The total for all four would amount to an increase in spending of 24% to 42% in Puerto Rico and represent 1% to 1.4% of the total spent by the federal government on those programs.

Individual Income Tax: On the revenue side, Puerto Ricans paid $20 million in payroll taxes, but if the island had been a state, residents would have paid $2.2 billion to $2.3 billion.

Corporations are trickier.

Puerto Rican corporations are considered foreign entities under U.S. tax law and, in general, don't pay federal tax. Meanwhile, U.S. parent corporations with subsidiaries in Puerto Rico can defer tax on foreign income until it is repatriated to the U.S.

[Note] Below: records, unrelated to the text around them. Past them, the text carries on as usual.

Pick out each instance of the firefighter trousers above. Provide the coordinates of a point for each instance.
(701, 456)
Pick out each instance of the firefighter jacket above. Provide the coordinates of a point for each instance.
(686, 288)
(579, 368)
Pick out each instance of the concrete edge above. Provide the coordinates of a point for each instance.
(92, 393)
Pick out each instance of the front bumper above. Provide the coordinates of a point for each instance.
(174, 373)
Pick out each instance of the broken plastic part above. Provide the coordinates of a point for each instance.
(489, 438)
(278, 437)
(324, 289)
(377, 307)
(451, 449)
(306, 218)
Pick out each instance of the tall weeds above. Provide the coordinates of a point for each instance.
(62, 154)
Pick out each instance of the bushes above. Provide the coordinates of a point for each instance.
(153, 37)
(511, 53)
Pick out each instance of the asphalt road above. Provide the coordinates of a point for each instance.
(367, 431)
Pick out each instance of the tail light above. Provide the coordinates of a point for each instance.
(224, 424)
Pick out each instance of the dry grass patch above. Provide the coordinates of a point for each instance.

Corporate Taxes: The GAO estimated that corporations paid $1.42 billion in taxes. Had the island been a state, they would have paid $5 billion to $9.3 billion, assuming none relocated. If some did relocate, the GAO calculated the range of corporate receipts would be from a loss of $100 million to an increase of $3.4 billion. The negative figure at the low end was attributed to potential tax write-offs by U.S. corporations for prior-year losses.

Together, revenues from individual and corporate taxes would increase by as little as 48% to as much as eight times what was actually collected.

The GAO cautioned that the effect of statehood would be influenced by the terms of admission, strategies to promote economic development and other decisions.

In addition, the report doesn't quantify the effect of Puerto Ricans who have migrated to the states. As of 2013, 5.1 million Puerto Ricans lived in states where they qualify for equal treatment under all federal programs.

More have left since Maria struck -- but according to the Stafford Act, which governs federal response to major disasters, in this instance, the federal government should treat Puerto Rico like a state.